Psychosocial outcomes at 15 years of children with a preschool history of speech-language impairment.

BACKGROUND Evidence suggests there is a heightened risk of psychiatric disorder in children with speech-language impairments. However, not all forms of language impairment are strongly associated with psychosocial difficulty, and some psychiatric disorders (e.g., attention deficit/hyperactivity disorder (ADHD)) are more prevalent than others in language-impaired populations. The present study assessed the psychosocial adjustment in adolescence of young people with history of speech-language impairment, and investigated specific relationships between language deficits and psychiatric disorders. METHODS Seventy-one young people (aged 15-16 years) with a preschool history of speech-language impairment were assessed using a psychiatric interview (K-SADS) supplemented by questionnaires probing social encounters and parental reports of behaviour and attention. Their psycho-social adjustment was compared with that of a cross-sectional control group of age-matched controls.

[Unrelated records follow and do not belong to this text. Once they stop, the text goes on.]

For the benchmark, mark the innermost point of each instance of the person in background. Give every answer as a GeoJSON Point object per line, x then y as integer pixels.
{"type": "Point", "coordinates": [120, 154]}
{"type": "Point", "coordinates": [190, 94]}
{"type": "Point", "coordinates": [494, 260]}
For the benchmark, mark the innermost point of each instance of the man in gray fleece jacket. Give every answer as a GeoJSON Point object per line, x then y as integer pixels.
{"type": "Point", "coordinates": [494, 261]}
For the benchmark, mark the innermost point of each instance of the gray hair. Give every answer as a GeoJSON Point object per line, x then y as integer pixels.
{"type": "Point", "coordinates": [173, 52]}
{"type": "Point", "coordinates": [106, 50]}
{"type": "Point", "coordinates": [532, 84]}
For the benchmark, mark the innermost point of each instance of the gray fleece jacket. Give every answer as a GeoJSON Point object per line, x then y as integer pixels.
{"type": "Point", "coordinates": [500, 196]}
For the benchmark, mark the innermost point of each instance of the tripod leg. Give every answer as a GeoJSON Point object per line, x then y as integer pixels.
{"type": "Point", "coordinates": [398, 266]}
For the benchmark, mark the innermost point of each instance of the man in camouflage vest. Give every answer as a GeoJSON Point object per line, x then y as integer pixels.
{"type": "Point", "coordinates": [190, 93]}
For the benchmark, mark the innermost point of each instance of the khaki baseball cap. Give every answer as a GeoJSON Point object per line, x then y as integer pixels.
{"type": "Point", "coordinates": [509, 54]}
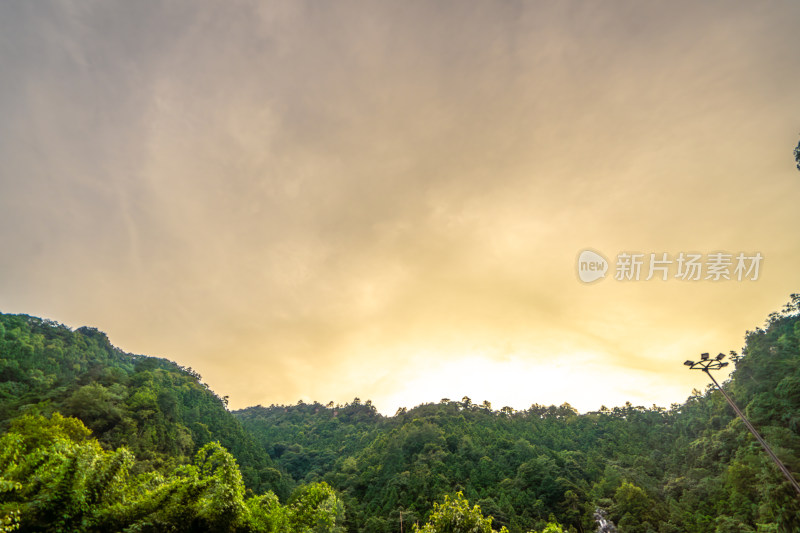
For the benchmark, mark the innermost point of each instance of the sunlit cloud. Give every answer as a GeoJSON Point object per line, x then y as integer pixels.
{"type": "Point", "coordinates": [319, 202]}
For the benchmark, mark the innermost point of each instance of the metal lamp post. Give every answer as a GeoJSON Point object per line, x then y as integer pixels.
{"type": "Point", "coordinates": [706, 364]}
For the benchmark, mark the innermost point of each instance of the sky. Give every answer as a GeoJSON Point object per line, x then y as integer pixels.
{"type": "Point", "coordinates": [387, 200]}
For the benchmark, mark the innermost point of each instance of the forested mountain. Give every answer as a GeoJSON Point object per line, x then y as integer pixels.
{"type": "Point", "coordinates": [692, 468]}
{"type": "Point", "coordinates": [162, 452]}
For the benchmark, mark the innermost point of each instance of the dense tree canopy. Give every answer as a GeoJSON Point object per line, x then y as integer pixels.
{"type": "Point", "coordinates": [95, 439]}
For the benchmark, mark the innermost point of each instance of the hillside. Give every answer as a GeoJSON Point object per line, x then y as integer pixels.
{"type": "Point", "coordinates": [690, 468]}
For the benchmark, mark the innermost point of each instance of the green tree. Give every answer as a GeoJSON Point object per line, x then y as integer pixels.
{"type": "Point", "coordinates": [454, 515]}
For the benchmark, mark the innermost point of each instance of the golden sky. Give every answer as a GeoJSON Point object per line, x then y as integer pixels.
{"type": "Point", "coordinates": [324, 200]}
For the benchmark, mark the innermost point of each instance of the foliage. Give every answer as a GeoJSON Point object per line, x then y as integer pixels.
{"type": "Point", "coordinates": [54, 480]}
{"type": "Point", "coordinates": [455, 516]}
{"type": "Point", "coordinates": [143, 446]}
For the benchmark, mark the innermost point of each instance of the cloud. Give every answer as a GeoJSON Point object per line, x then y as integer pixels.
{"type": "Point", "coordinates": [304, 191]}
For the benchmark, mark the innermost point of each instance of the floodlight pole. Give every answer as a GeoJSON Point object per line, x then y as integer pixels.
{"type": "Point", "coordinates": [706, 364]}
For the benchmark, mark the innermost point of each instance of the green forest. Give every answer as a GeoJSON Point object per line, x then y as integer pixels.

RESULTS Overall the rate of psychiatric disorder was low in the clinical sample and children whose language delay had resolved by 5.5 years had a good outcome. For those whose language difficulties persisted through the school years, there was a raised incidence of attention and social difficulties. These difficulties were partially independent and associated with different language profiles. The group with attention problems showed a profile of specific expressive language difficulties; the group with social difficulties had receptive and expressive language difficulties; and the group with both attention and social difficulties was of low IQ with global language difficulties. CONCLUSIONS Amongst children with speech-language delays at 5.5 years, those with more severe and persistent language difficulties and low nonverbal IQ are at higher risk of psychiatric morbidity in adolescence.